It appears that a certain proportion of obese individuals have a normal metabolic profile despite having excess weight. Whether these so-called “metabolically healthy” obese express lower disease and mortality risks than “metabolically unhealthy” obese is still unclear. The mortality risk of “metabolically healthy” abdominal obese (MHAO) individuals was investigated.

Design and Methods

Prospective cohort study (EPIC-MORGEN) among 22,654 individuals aged 20-59 years followed for an average of 13.4 years (SD 2.3). MHAO was assessed at baseline (1993-1997) and defined as abdominal obesity (waist circumference ≥102 cm/≥88 cm (men/women)) with normal glucose, blood pressure, and plasma lipids. All-cause mortality risks adjusted for age and sex were estimated using Cox proportional hazards models.
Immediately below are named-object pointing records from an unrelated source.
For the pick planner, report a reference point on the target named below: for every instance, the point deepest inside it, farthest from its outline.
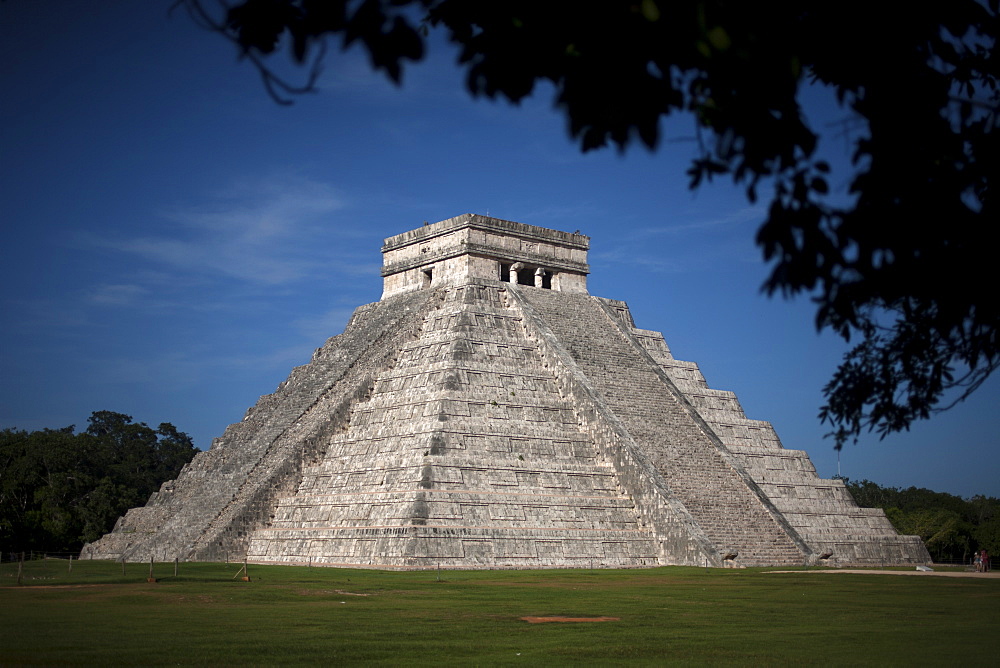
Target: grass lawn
(301, 616)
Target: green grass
(321, 616)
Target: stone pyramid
(488, 412)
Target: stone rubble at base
(488, 412)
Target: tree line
(951, 527)
(60, 489)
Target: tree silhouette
(904, 268)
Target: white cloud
(116, 294)
(268, 231)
Individuals who were “metabolically healthy” nonabdominal obese (MHNAO) comprised the reference group. As compared to MHNAO, mortality risk for MHAO was around 40% higher (Hazard ratio (HR) 1.43; 95% confidence interval (CI): 1.00-2.04) and of the same magnitude as that for “metabolically unhealthy” nonabdominal obese (MUNAO) (HR 1.31; 95% CI: 1.08-1.59). The HR for MUAO was 1.99 (95% CI: 1.62-2.43).


Mortality risk of MHAO individuals was significantly higher than that of MHNAO individuals and lower than, but not statistically significantly different from, that of MUAO individuals.